Grid-world ad Russell

An agent is situated in the environment shown in Figure 17.1. It must execute a sequence of actions, the environment terminates when the agents reaches one of the states marked as +1 or -1. In each location, the available actions are called North, East, South and West. The agent knows which state it is initially and the effects of all of its actions on the state of the world.

The actions are unreliable. Each action achieves its intended effect with probability 0.8, but the rest of the time, the action moves the agent at right angles to the intended direction. For example, from the start square (1,1), the action North moves the agent to (1,2) with probability 0.8, but with probability 0.1, it moves East to (2,1), and with probability 0.1 it moves West, bump into the wall, and stays in (1,1).
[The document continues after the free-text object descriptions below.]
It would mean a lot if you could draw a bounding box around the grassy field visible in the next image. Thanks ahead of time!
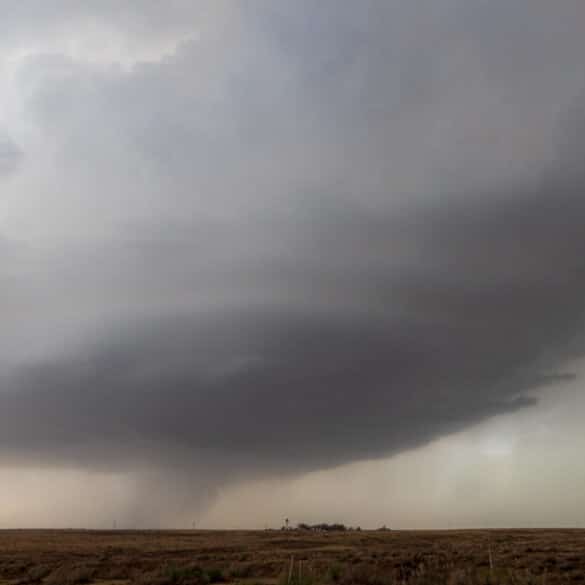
[0,529,584,585]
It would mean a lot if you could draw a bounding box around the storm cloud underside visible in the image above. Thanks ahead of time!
[1,1,585,520]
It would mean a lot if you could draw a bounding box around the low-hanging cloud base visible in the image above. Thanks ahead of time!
[1,0,585,524]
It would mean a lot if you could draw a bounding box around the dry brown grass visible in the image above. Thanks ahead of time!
[0,529,584,585]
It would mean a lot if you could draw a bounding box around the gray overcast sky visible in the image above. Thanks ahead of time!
[1,0,585,528]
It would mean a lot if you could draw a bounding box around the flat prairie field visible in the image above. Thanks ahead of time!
[0,529,584,585]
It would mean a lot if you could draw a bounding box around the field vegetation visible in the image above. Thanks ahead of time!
[0,529,584,585]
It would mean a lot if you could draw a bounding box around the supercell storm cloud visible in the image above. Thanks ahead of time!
[0,0,585,522]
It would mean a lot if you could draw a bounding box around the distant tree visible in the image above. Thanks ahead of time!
[294,522,347,532]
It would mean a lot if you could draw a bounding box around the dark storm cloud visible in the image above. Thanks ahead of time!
[1,152,585,476]
[1,0,585,487]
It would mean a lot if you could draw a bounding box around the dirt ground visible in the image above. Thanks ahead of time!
[0,529,584,585]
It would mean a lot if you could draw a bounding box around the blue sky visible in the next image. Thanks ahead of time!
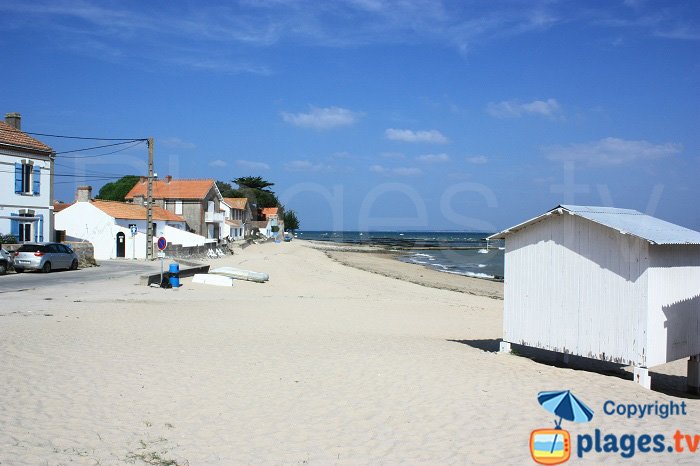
[2,0,699,231]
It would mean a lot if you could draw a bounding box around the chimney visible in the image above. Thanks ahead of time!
[76,186,92,202]
[139,176,146,183]
[165,175,172,183]
[5,112,21,130]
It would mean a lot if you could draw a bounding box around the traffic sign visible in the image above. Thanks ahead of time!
[130,225,137,236]
[157,251,166,259]
[157,236,167,251]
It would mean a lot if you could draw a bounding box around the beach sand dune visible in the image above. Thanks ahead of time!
[0,241,697,464]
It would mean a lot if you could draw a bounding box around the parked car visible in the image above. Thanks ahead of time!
[0,251,9,275]
[13,243,79,273]
[0,247,13,265]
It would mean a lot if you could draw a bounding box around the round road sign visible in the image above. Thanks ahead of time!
[157,236,167,251]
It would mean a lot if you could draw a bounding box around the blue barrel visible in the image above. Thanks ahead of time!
[168,262,180,288]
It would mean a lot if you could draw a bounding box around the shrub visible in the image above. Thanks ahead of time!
[0,234,17,244]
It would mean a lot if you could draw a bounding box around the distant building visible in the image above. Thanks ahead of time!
[222,197,253,240]
[0,113,54,242]
[261,206,283,239]
[490,205,700,391]
[56,186,206,259]
[125,176,225,241]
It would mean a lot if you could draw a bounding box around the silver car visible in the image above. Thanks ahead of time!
[0,248,11,275]
[13,243,79,273]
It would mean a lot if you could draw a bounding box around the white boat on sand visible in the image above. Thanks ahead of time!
[209,267,269,283]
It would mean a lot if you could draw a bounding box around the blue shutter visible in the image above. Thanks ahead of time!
[15,163,22,193]
[10,213,19,238]
[33,166,41,195]
[37,214,44,242]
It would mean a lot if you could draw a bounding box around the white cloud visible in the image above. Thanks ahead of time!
[161,137,196,149]
[416,153,450,163]
[487,98,561,118]
[369,164,422,176]
[466,155,488,164]
[281,106,360,129]
[543,137,682,166]
[284,160,326,172]
[208,159,227,168]
[236,160,270,170]
[385,128,448,144]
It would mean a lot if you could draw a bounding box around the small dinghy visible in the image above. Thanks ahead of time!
[209,267,269,283]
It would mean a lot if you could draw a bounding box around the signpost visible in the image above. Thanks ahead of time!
[157,237,167,285]
[130,225,137,259]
The utility function is as follows. Other than the terminal states, there is no indication of a state's utility. The utility function is based on a sequence of states – an environment history – rather than on a single state. The utility for a sequence will be the terminal state minus 1/25th the length of the sequence.

The environment is accessible, the agent's percept at each step identifies the state it is in.

The implementation in MDP Toolbox: the grid-world contains 12 states (plus the absorb state), the states are numbered from the top-left corner to the bottom-right corner (thus, the square (1,1) is encoded by 3). The agent is able to move North, East, South or West, numbered 1, 2, 3, 4.

Artificial Intelligence: A Modern Approach, the chapter on Making Complex Decisions.

Note: MDP Toolbox in demo_russell works with a bit different game plan indexing than the AIMA book. The field (1,1), resp. 1 in the one-dimensional index, is understood as the most upper-left filed, the field with +1 reward is indexed (1,4), resp. 10.